Algorithm to find orthnormal eigenvectors of a symmetric matrix

linear algebranumerical linear algebranumerical methods

I have a symmetric matrix $S$ and I'm trying to implement the following algorithm to find first $k$ orthnormal eigenvectors

enter image description here
Note: The picture is from http://www.wisdom.weizmann.ac.il/~harel/papers/highdimensionalGD.pdf

I use a very simple $2×2$ matrix for tests:

$$
\begin{matrix}
1 & 2 \\
2 & 3 \\
\end{matrix}
$$

The code finds the first eigenvector without problems, but it gets stuck on the second eigenvector.

The Gram Schmidt process makes the second vector orthogonal to the previous eigenvector, but then matrix multiplication "flips" candidate around, and they fight in never-ending loop.

Here gray line is the first eigenvector, the thick red is the next candidate $\hat{u_{i}}$

enter image description here

I spent one night debugging it and can't spot anything obviously wrong.
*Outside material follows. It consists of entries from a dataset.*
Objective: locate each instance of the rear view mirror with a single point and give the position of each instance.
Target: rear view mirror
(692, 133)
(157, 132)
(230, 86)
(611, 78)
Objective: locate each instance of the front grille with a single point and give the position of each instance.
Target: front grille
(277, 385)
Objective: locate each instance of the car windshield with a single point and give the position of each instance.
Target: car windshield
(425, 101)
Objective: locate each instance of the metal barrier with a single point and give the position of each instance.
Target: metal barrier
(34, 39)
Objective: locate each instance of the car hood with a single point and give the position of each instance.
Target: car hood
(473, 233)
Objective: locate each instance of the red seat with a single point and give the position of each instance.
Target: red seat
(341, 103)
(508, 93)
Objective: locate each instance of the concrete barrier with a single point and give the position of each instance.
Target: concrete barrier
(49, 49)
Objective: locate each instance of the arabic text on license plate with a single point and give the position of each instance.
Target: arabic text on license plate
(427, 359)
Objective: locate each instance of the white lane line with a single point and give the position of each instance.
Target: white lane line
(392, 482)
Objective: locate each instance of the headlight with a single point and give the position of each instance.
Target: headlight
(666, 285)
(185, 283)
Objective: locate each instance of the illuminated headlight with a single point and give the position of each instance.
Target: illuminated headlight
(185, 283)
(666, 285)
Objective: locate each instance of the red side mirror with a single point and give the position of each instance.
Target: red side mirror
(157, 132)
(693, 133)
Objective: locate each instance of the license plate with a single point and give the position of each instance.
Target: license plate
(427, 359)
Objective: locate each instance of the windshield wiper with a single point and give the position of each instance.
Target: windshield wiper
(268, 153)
It must be something trivial, but I don't understand what. Can you please help me? What am I missing?

https://jsbin.com/zufejir/5/edit?js,output – the code. Each click advances algorithm to the next state.

Best Answer

Eigenvalues can be non-positive real numbers or even complex numbers.
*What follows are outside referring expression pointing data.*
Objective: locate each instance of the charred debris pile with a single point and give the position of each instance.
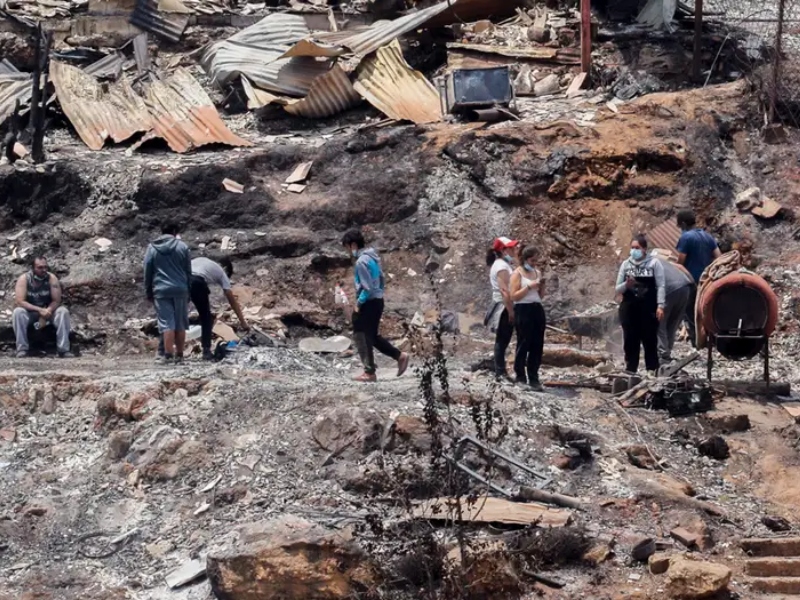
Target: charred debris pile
(165, 70)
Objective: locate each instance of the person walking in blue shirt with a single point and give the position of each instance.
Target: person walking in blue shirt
(368, 308)
(696, 250)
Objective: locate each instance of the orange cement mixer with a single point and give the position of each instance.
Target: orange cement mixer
(736, 314)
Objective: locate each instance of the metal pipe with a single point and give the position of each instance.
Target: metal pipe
(697, 59)
(777, 63)
(586, 36)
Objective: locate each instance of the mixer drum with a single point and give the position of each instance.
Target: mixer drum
(739, 304)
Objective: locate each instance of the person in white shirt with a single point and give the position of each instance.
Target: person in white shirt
(527, 287)
(500, 315)
(207, 272)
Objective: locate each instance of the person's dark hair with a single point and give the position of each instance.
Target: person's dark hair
(170, 229)
(686, 219)
(227, 265)
(491, 256)
(528, 253)
(354, 236)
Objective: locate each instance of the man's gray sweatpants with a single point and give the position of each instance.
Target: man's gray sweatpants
(674, 313)
(22, 318)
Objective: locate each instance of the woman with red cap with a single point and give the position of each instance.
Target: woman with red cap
(500, 316)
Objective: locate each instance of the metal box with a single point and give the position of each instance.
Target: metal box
(467, 89)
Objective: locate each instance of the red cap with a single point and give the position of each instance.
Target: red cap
(501, 244)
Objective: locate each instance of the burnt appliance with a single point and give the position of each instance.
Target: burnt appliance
(467, 91)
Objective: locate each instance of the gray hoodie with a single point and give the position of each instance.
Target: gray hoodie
(368, 276)
(167, 268)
eig([1,2;2,3]) in Octave gives $[-0.23..., 4.23...]$ so the smallest one is indeed negative.

So what happens is that $Su$ will have opposite direction compared to $u$, and then you normalize it so vector will be flipped and of same length. You would circumnavigate this problem by changing stop condition to for example $(u_i^T \hat u_i)^2<(1-\epsilon)^2$

A better condition is probably to do $$\text{var}((\hat u_i)/u_i) < \epsilon$$ element wise as each point wise division should estimate $\lambda_i$, the eigenvalue, which could be a negative or even complex number.